Last night, the black interwebs let out a collective, “WTF” when several sources began reporting that Dominican beauty Zoe Saldana would be replacing Mary J. Blige in an upcoming Nina Simone biopic.
While many wondered why Saldana (or Mary J. if we’re honest) was tapped for the role considering she looks nothing like the legendary jazz singer, the fervor caused by her casting reminded me, once again, of the importance of telling our own stories.
In the past few years Hollywood has consistently gotten it wrong when it comes to telling black women’s narratives. From the questionable choice of casting Thandie Newton as an Igbo woman in the film adaptation of the novel Half of a Yellow Sun and Jennifer Hudson as Winnie Mandela, to Jacqueline Fleming, a biracial woman, playing Harriet Tubman, when other people are in charge of portraying us, it seems like any brown face will do.

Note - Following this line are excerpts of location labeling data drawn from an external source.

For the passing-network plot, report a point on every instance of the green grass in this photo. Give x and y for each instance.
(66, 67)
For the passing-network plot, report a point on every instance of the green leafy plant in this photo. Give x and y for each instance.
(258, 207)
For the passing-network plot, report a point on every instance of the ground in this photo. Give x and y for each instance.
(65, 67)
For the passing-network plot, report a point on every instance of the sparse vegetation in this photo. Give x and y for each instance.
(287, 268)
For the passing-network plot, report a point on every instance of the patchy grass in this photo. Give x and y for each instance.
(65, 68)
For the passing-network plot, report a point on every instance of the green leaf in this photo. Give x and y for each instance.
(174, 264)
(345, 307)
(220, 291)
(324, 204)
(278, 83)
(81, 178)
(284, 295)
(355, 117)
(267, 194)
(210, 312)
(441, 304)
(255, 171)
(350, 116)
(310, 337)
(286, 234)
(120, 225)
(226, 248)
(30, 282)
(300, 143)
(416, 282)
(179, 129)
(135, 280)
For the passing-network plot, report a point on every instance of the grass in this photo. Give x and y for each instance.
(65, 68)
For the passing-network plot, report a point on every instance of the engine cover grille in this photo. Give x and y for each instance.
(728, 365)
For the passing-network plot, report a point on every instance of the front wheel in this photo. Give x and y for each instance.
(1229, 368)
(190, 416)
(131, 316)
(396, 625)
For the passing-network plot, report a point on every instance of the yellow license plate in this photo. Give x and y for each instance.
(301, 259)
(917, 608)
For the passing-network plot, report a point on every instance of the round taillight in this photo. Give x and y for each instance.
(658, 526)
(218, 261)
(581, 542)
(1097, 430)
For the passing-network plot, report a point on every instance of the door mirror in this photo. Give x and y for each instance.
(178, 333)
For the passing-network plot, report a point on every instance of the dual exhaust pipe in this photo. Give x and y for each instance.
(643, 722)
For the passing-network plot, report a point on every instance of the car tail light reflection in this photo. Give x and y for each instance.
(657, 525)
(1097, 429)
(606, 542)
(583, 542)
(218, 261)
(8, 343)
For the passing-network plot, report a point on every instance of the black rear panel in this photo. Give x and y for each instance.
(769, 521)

Although Saldana is a talented actress, inhabiting such a complex and iconic role as Nina Simone takes more than just talent. The actress chosen should not only be able to pull off her mannerisms, wit, and her signature spunk, but she should also look like her.
As our Nigerian sisters reminded us when they started a petition to recast Newton’s role as an Igbo woman, sometimes an actress’ color does indeed matter. If producers are going to make a film about Nina Simone—or any other iconic black woman–they need to pick someone who resembles her, not only in charisma but also in skin tone.